Former National Immigration Agency chief Hsieh Li-kung was mentioned by the Chinese-language United Evening News in its Tuesday edition as a potential “dark horse” to run for mayor in Keelung. He now serves as an adviser to the National Security Council.
Because he originates from the harbor city, Hsieh could be an ideal mayoral candidate, local KMT officials reportedly told the party leadership. The official also enjoys a positive reputation and wide-ranging experience, the newspaper reported. He could however refuse to join the race because of his late arrival and a lack of financial backing, according to the United Evening News. With only months left, Hsieh might struggle to achieve recognition and to establish the necessary contacts he did not have as a central government official, reports said.

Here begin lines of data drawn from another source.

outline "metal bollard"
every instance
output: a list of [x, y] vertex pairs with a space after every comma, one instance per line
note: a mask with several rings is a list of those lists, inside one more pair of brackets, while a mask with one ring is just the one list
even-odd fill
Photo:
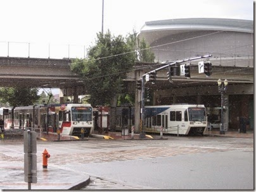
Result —
[[60, 141], [60, 128], [57, 129], [57, 134], [58, 134], [58, 140]]
[[4, 131], [1, 130], [1, 140], [3, 140], [4, 138]]
[[163, 127], [160, 127], [160, 139], [163, 138]]
[[84, 128], [81, 129], [81, 138], [83, 140], [84, 137]]
[[48, 165], [48, 158], [50, 157], [50, 154], [49, 154], [47, 150], [45, 148], [44, 151], [42, 152], [42, 168], [46, 168]]
[[132, 126], [132, 140], [134, 138], [134, 126]]

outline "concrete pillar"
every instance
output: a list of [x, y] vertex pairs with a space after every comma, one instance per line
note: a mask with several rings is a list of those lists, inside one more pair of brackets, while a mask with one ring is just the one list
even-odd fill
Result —
[[77, 92], [77, 88], [75, 87], [72, 89], [72, 95], [73, 95], [73, 103], [77, 104], [78, 103], [78, 94]]
[[[136, 81], [140, 80], [141, 78], [141, 71], [136, 71], [135, 72], [135, 80]], [[136, 81], [135, 82], [135, 84]], [[135, 89], [135, 109], [134, 109], [134, 133], [139, 133], [140, 128], [140, 117], [141, 117], [141, 90], [136, 88], [134, 86]]]
[[197, 97], [196, 97], [196, 104], [200, 105], [200, 104], [202, 104], [202, 99], [202, 99], [202, 96], [200, 95], [198, 95]]
[[[224, 94], [224, 98], [227, 98], [227, 106], [229, 106], [229, 95], [227, 94]], [[228, 130], [228, 125], [229, 123], [229, 107], [225, 107], [225, 109], [223, 112], [223, 117], [224, 117], [224, 130], [227, 131]]]
[[117, 98], [115, 96], [111, 101], [111, 108], [110, 108], [110, 129], [115, 130], [116, 128], [116, 119], [117, 119]]

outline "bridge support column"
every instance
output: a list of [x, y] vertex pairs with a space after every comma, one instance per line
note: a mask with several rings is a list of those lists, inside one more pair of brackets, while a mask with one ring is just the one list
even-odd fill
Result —
[[78, 104], [78, 94], [77, 94], [77, 88], [75, 87], [73, 89], [73, 103], [74, 104]]
[[[141, 78], [141, 71], [136, 71], [135, 72], [135, 85], [136, 83], [137, 80], [139, 80]], [[140, 129], [140, 122], [141, 122], [141, 90], [139, 90], [138, 88], [135, 88], [135, 109], [134, 109], [134, 126], [135, 130], [134, 133], [139, 133]]]

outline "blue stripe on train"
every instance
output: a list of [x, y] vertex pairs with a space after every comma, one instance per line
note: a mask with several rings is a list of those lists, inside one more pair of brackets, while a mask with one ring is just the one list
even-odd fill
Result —
[[169, 107], [151, 107], [145, 108], [144, 115], [145, 117], [155, 116], [156, 115], [167, 110]]

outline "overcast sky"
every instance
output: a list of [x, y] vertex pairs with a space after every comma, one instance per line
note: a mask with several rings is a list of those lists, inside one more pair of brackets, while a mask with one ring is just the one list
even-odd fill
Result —
[[[0, 56], [7, 52], [6, 42], [30, 42], [30, 57], [35, 49], [33, 44], [80, 45], [82, 47], [79, 49], [81, 50], [88, 48], [94, 42], [96, 33], [101, 31], [102, 1], [1, 0]], [[253, 20], [252, 0], [104, 0], [104, 31], [109, 29], [115, 35], [125, 36], [133, 29], [139, 32], [146, 21], [154, 20], [182, 18]], [[15, 51], [14, 45], [21, 47], [18, 49], [24, 51], [27, 47], [10, 44], [10, 56], [15, 56], [11, 55]], [[46, 50], [48, 46], [44, 48]], [[70, 54], [75, 52], [74, 48], [70, 49], [73, 52], [70, 50]], [[66, 47], [66, 54], [67, 50]], [[53, 46], [51, 54], [53, 52]], [[45, 54], [49, 52], [46, 51]], [[79, 54], [83, 52], [81, 51]]]

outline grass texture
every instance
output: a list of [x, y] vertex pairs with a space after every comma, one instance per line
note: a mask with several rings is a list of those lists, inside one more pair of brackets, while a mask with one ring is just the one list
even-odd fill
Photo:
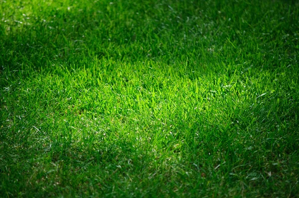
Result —
[[0, 0], [0, 197], [294, 197], [297, 1]]

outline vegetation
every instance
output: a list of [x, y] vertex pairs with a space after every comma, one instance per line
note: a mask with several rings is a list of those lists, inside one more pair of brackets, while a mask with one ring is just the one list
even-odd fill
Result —
[[299, 3], [0, 0], [0, 197], [299, 195]]

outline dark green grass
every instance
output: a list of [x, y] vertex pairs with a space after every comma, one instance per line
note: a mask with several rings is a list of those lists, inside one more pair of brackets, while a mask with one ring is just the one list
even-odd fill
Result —
[[0, 197], [298, 196], [296, 1], [0, 15]]

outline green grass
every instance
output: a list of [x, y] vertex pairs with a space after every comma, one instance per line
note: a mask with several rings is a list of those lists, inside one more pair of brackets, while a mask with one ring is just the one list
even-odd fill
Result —
[[299, 195], [299, 3], [0, 0], [0, 197]]

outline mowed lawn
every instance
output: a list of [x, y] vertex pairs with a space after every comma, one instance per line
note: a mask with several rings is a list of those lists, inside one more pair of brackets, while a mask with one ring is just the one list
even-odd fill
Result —
[[0, 197], [299, 196], [299, 2], [0, 0]]

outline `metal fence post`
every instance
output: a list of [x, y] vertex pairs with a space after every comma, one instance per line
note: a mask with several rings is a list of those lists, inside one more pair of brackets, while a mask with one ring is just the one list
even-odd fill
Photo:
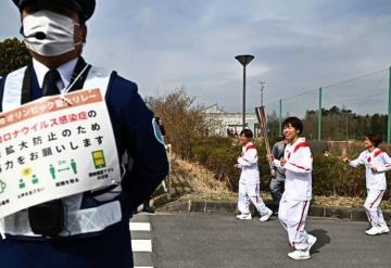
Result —
[[387, 143], [391, 141], [391, 66], [389, 68], [389, 103], [388, 103], [388, 122], [387, 122]]
[[321, 140], [321, 88], [319, 88], [319, 107], [318, 107], [318, 141]]
[[279, 112], [278, 112], [278, 136], [282, 135], [282, 100], [279, 101]]

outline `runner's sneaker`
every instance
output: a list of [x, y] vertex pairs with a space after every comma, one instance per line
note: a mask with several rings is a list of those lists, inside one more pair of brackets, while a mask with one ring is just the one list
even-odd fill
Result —
[[237, 215], [237, 218], [238, 219], [252, 219], [251, 217], [251, 214], [240, 214], [240, 215]]
[[376, 234], [381, 234], [382, 233], [382, 227], [380, 226], [373, 226], [373, 228], [370, 228], [369, 230], [365, 231], [366, 234], [369, 235], [376, 235]]
[[390, 232], [390, 229], [388, 228], [387, 225], [381, 225], [380, 228], [381, 228], [381, 233], [389, 233]]
[[311, 258], [308, 251], [294, 251], [288, 253], [288, 256], [293, 259], [308, 259]]
[[260, 220], [261, 220], [261, 221], [267, 221], [267, 220], [270, 218], [272, 215], [273, 215], [273, 210], [270, 210], [270, 209], [267, 208], [267, 214], [265, 214], [264, 216], [262, 216], [262, 217], [260, 218]]
[[308, 253], [310, 253], [311, 247], [316, 243], [316, 240], [317, 240], [316, 237], [308, 233], [308, 240], [307, 240], [307, 242], [308, 242], [307, 252]]

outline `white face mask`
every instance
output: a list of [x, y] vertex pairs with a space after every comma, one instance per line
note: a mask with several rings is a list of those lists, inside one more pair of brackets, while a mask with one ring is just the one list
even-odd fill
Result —
[[81, 42], [74, 42], [71, 17], [41, 10], [23, 18], [24, 41], [28, 49], [43, 56], [61, 55]]

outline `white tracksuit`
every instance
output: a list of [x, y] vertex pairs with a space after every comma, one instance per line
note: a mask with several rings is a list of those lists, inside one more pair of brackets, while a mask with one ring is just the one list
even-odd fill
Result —
[[[300, 251], [308, 247], [308, 234], [304, 230], [305, 220], [312, 199], [312, 164], [311, 150], [304, 138], [293, 144], [287, 144], [283, 153], [286, 161], [285, 192], [278, 209], [278, 218], [288, 232], [289, 243]], [[274, 165], [279, 167], [280, 161]]]
[[[376, 148], [373, 152], [365, 150], [358, 158], [349, 163], [352, 167], [365, 165], [365, 177], [367, 197], [365, 200], [365, 212], [371, 226], [386, 225], [379, 204], [387, 189], [384, 171], [391, 169], [390, 156]], [[371, 167], [377, 168], [377, 173], [371, 171]]]
[[268, 209], [261, 199], [260, 171], [257, 167], [257, 153], [255, 146], [249, 142], [242, 146], [242, 154], [238, 158], [237, 166], [241, 168], [239, 179], [238, 208], [242, 214], [250, 214], [250, 201], [264, 216]]

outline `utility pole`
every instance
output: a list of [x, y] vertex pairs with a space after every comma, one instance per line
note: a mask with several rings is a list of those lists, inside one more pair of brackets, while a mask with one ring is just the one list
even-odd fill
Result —
[[263, 106], [263, 90], [264, 90], [264, 85], [266, 84], [265, 81], [258, 81], [258, 84], [261, 85], [261, 107]]

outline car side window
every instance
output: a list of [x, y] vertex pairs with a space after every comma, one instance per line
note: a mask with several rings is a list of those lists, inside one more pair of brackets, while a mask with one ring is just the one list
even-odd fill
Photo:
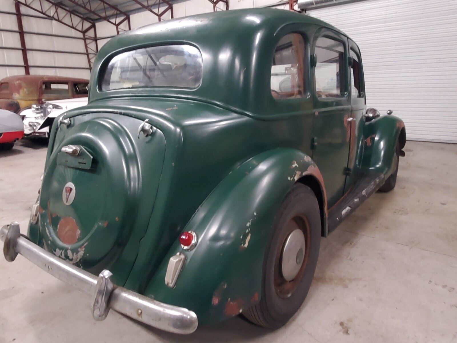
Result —
[[288, 33], [278, 43], [273, 56], [270, 88], [275, 99], [305, 96], [305, 42], [299, 33]]
[[344, 85], [344, 45], [334, 39], [320, 37], [316, 43], [315, 54], [318, 97], [340, 97]]
[[352, 64], [351, 67], [351, 97], [357, 98], [361, 96], [360, 63], [357, 54], [351, 49], [349, 56], [352, 58]]
[[89, 84], [87, 83], [75, 83], [73, 85], [74, 94], [76, 95], [89, 94]]
[[3, 82], [0, 84], [0, 91], [6, 91], [10, 89], [10, 84], [8, 82]]
[[43, 94], [64, 95], [69, 94], [68, 83], [43, 82]]

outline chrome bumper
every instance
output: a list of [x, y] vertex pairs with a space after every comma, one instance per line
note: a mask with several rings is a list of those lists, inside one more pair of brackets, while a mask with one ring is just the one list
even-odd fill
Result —
[[187, 309], [157, 301], [114, 284], [112, 273], [103, 270], [97, 277], [40, 247], [19, 232], [17, 222], [0, 229], [4, 241], [3, 253], [12, 262], [18, 254], [55, 277], [92, 297], [92, 312], [96, 320], [106, 317], [110, 309], [154, 327], [175, 333], [191, 333], [198, 321]]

Chu said Tuesday that the party leadership was already considering replacing Huang in order to win the mayoral election, scheduled for November 29, the same day that citizens all over Taiwan will go to the polls to vote for mayors, county magistrates, councilors and lower-level local officials. The statement follows Hau making his call for the replacement on Monday evening.
Several potential replacements for Huang have been mentioned in the media, including former presidential Vice Secretary-General Lo Chih-chiang, former government spokesmen Philip Yang and Su Jun-pin and lawmaker Hsieh Kuo-liang, but most have denied still being interested.
Hsieh was the only candidate who performed well in opinion polls pitting him against Democratic Progressive Party candidate Lin Yu-chang, but the KMT lawmaker was reportedly planning to join a family business rather than launch himself into local politics, the United Evening News reported. According to polls, Huang registered 18 percent support compared to 56 percent for Lin. The ruling party could not afford to lose Keelung, a KMT spokesman reportedly said. With the DPP candidate rising in the opinion polls, some local KMT officials might jump ship to the other side, according to the United Evening News.
The party has also come under fire for failing to take disciplinary action against Huang over the corruption allegations. According to party rules, he can reportedly only be sanctioned if ordered detained. Several attempts by prosecutors to do so were rejected by the courts.
The party is facing a difficult campaign, not only because of the local scandals, but also because of President Ma Ying-jeou’s low approval ratings.
In Taipei City, just like Keelung considered a ruling party stronghold, its mayoral candidate Sean Lien was shown to be trailing main opposition challenger Ko Wen-je by 20 percent according to a poll released by the Liberty Times last week.
Ma and Chu will reportedly appear on stage with Lien this coming Sunday in an effort to dispel speculation that the president and the candidate don’t see eye to eye. Over the past year, Lien has made several public remarks which were interpreted by the media as thinly veiled attacks on the president and KMT chairman.